Multicore Solutions for Portable Designs


In the beginning there were cell phones, and they were good – well, allowing for the fact that they were the size and weight of bricks and could only do one thing: make calls. Today’s cellular handsets are the microcomputers of the 21st century, able to run an endless number of “apps”, stream high-definition video and high-quality audio, snap and process 12 megapixel pictures, and still make calls.

Moore’s Law notwithstanding, that is a lot to ask of a single processor, especially one that needs to operate from a small battery for an extended period of time. Handsets have long used separate applications processors to offload work from the main processor. However, with ARM’s recent introduction of its big.LITTLE approach – and NXP’s implementation of it in a low-power dual-core (M4/M0) embedded MCU – the move to asymmetrical multicore processors (AMPs) in other portable devices looks set to move quickly from niche to mainstream.

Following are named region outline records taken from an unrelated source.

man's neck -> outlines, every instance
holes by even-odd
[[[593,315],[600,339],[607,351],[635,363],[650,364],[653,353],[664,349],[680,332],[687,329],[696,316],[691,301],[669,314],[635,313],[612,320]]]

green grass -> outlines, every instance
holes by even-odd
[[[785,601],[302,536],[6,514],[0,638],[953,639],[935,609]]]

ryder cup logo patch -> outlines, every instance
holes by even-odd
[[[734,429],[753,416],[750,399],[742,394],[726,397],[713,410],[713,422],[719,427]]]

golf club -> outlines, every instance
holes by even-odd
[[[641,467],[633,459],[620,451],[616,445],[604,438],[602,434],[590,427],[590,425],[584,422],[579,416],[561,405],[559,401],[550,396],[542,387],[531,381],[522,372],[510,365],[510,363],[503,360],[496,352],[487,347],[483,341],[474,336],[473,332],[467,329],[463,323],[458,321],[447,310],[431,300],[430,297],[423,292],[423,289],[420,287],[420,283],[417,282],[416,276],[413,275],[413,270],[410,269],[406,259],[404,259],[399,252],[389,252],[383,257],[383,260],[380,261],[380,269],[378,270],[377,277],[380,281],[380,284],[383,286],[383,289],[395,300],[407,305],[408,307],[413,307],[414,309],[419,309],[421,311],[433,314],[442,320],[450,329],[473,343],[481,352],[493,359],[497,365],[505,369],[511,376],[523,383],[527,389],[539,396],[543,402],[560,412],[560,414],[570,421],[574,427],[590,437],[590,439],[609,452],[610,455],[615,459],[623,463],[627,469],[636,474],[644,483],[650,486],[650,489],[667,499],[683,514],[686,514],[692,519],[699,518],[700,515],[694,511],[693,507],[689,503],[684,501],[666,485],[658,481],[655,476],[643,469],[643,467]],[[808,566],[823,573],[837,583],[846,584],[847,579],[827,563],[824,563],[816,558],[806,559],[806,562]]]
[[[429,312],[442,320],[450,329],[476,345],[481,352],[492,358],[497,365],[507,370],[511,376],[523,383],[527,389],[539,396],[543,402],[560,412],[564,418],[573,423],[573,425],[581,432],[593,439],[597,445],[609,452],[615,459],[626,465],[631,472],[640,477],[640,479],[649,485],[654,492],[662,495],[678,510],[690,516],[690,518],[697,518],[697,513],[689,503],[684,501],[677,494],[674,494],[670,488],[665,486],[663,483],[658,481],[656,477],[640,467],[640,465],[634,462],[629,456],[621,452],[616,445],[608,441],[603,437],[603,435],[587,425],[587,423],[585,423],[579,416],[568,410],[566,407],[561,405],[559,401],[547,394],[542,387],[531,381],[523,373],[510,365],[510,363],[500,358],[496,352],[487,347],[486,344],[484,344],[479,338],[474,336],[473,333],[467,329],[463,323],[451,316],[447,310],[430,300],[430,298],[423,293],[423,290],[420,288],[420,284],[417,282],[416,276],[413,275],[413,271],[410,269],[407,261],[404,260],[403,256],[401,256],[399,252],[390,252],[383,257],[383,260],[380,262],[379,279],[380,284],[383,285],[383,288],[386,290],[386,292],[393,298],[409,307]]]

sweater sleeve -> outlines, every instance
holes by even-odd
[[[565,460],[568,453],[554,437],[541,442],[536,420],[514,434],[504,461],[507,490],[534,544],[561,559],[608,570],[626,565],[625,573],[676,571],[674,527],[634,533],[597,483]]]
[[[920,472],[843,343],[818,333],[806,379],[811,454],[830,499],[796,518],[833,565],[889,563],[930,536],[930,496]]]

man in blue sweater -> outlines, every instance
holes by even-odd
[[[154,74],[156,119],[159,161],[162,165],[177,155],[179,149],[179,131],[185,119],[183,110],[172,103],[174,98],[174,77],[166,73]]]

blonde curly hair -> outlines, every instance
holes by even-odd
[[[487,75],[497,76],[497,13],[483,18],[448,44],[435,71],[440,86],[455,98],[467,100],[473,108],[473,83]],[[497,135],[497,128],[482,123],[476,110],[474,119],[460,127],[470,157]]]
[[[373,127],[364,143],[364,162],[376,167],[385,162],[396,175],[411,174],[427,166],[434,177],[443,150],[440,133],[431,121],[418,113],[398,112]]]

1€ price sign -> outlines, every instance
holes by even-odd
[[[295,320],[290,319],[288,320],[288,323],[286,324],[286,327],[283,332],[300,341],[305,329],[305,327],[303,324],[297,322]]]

Texas Instruments’ OMAP and DaVinci

Texas Instruments’ OMAP™ SoCs have long been the dominant applications processors in cellular handsets. Since streaming video and audio are best handled by a DSP in the data path, OMAP SoCs all combine a general-purpose ARM® processor with a TI DSP.

The original 130 nm OMAP 1 family – such as the OMAP5912ZZG – paired a 192 MHz ARM926EJ-S™ with a TMS320C55x™ DSP core. The internal bus structure – one program bus, three data read buses, two data write buses, and additional buses for peripheral and DMA activity – efficiently enabled the DSP to perform up to three data reads and two data writes in a single cycle for relatively high-speed video and image processing.

Moving down to 65 nm, the OMAP 3 family increased speed significantly. The 600 MHz OMAP3530DZCBB, for example, upgraded the ARM926EJ-S to a Cortex™-A8; the C55x™ DSP to a TMS320C64x™; and added a POWERVR™ SGX graphics accelerator and a NEON™ SIMD coprocessor. While most of the OMAP 3 series of SoCs are sold directly to handset OEMs, the OMAP3530 is a catalog item targeting embedded developers. TI provides a series of OMAP3530 training videos on Hotenda’s web site.

Continuing to up the ante, TI’s 45 nm OMAP 4 platform moved to a dual-core ARM Cortex-A9 MPCore™ processor supporting symmetrical multiprocessing (SMP); switched to a programmable multimedia engine based on the C64x™ DSP; added an IVA 3 hardware accelerator; and upgraded to a POWERVR SGX540 3D graphics accelerator (see Figure 1). With high-end applications in mind, the OMAP4460 can deliver 1080p multi-standard video record and playback as well as stereoscopic 3D encode/decode. While TI utilizes just about every power management trick in the book with these chips, one should not expect to be able to do high-speed online 3D gaming all day long without recharging your cell phone. Developers wishing to evaluate the OMAP4460 should check out the popular SVTronics’ Pandaboard ES.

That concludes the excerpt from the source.